Pour "garder le contact" avec les jeunes, la police nationale se lance sur TikTok

Après Facebook, Twitter et Snapchat, la police nationale se lance ce jeudi sur TikTok. Sonia Fibleuil, porte-parole de la police nationale, revient pour BFMTV.com sur les enjeux de ce nouveau compte, dédié à la jeunesse.

Après Facebook, Twitter et Snapchat, la police nationale se lance ce jeudi sur TikTok, réseau social prisé des jeunes: 41% des utilisateurs français se situent en effet dans la tranche des 15-24 ans. L’institution espère ainsi diffuser un message positif sur la profession, alors que près d’un jeune sur deux n’a pas confiance en la police.

Sonia Fibleuil, commissaire divisionnaire et porte-parole de la police nationale, revient pour BFMTV.com sur les enjeux de ce nouveau compte.

TikTok est - à l’origine - un réseau social dont l’intérêt est de partager des vidéos ou des challenges en musique. Est-ce la place de la police nationale?

La place de la police est d’être au cœur de la société. La police s’adapte aux vecteurs de notre société. Actuellement, ce sont indéniablement les réseaux sociaux, en particulier chez les jeunes. Nous avons besoin de garder le contact avec eux.

La situation est semblable à celle des parents avec leurs enfants: il peut exister des conflits d’autorité mais il faut garder le contact à tout prix. Avec ce compte, nous voulons toucher le cœur de la jeunesse en leur montrant la police avec un pas de côté, un angle différent.

Quels contenus la police nationale va partager sur ce nouveau compte?

Un community manager et une vidéaste vont travailler exclusivement sur ce compte, afin de proposer de courtes vidéos de 10 à 15 secondes qui illustrent, en immersion, la diversité de nos métiers, nos missions, notre routine, avec un côté ludique et créatif.

Il sera possible de suivre un motard de la police nationale, un skieur des CRS montagne ou la routine d’un nageur-sauveteur CRS… Tout ce que nous pourrons montrer dans le format contraint de TikTok, nous le ferons.

Nous allons aussi défier les jeunes en leur proposant un challenge pour co-créer des vidéos. Sur un thème donné, des jeunes nous enverront des vidéos et il sera ensuite possible de faire une production commune.

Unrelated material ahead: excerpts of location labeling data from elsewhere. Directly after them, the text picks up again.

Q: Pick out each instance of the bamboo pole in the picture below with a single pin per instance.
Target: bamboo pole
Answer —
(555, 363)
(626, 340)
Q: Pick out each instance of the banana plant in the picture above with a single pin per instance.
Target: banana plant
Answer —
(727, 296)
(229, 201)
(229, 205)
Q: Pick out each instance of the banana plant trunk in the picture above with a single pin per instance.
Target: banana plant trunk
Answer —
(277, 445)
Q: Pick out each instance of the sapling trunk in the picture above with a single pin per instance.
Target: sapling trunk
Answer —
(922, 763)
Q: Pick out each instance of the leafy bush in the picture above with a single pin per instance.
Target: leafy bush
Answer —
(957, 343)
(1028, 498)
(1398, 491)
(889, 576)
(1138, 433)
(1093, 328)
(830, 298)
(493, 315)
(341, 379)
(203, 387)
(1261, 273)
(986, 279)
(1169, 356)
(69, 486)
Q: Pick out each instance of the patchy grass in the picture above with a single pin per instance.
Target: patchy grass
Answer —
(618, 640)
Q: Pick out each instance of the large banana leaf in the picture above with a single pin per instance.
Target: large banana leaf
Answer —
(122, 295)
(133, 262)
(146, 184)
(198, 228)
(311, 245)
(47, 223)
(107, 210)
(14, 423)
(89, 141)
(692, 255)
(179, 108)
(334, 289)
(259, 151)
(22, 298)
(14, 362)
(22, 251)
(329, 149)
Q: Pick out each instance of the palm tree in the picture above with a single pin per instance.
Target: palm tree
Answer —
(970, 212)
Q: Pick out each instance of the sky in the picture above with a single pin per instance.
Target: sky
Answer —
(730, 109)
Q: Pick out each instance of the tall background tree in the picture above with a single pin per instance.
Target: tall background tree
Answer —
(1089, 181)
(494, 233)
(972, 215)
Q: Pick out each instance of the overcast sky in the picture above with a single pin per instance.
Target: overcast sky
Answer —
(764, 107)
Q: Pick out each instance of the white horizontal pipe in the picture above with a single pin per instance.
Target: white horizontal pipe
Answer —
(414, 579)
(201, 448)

Au-delà du côté ludique, ce compte est-il un nouvel outil de prévention?

Les vidéos ne seront pas moralisatrices car ce n’est pas la ligne éditoriale de l’application. Mais d’une façon décalée et positive, ce compte permettra aussi de diffuser des messages de prévention sur des problématiques qui touchent spécifiquement la jeunesse, comme par exemple le binge drinking.

Est-ce un moyen de recréer du lien entre la police et la jeunesse?

Nous souhaitons faire découvrir aux jeunes notre univers et leur partager un message qu’ils n’ont pas l’habitude de voir sur les réseaux sociaux. Ce compte permettra de rappeler notre devise 'Protéger, le plus beau des métiers', souvent occultée par l’image véhiculée notamment dans les médias.

Il est vrai que cette partie de la population est l’une des plus touchées par les messages de nos détracteurs. Ce nouveau projet répond en partie à cette problématique, bien que ce ne soit pas l’alpha et l'oméga de la solution. Enfin, l’intérêt est aussi de leur donner envie de nous rejoindre. Nous sommes en pleine campagne de recrutement et les jeunes sont notre cœur de cible.

Les questions de sécurité seront l’un des enjeux majeurs des prochains scrutins. Est-ce l’une des raisons pour lesquelles la police nationale se développe autant sur les réseaux sociaux?

Il n’y a aucune corrélation. Nous faisons de l’expertise technique, de la mise à l’honneur des femmes et des hommes de l’institution. Nous sommes dans l’explication, le décryptage de nos missions, alors que parfois notre tribune est limitée, voire inaudible. Nous ne faisons pas de politique, nous nous devons simplement d’être au cœur de la population.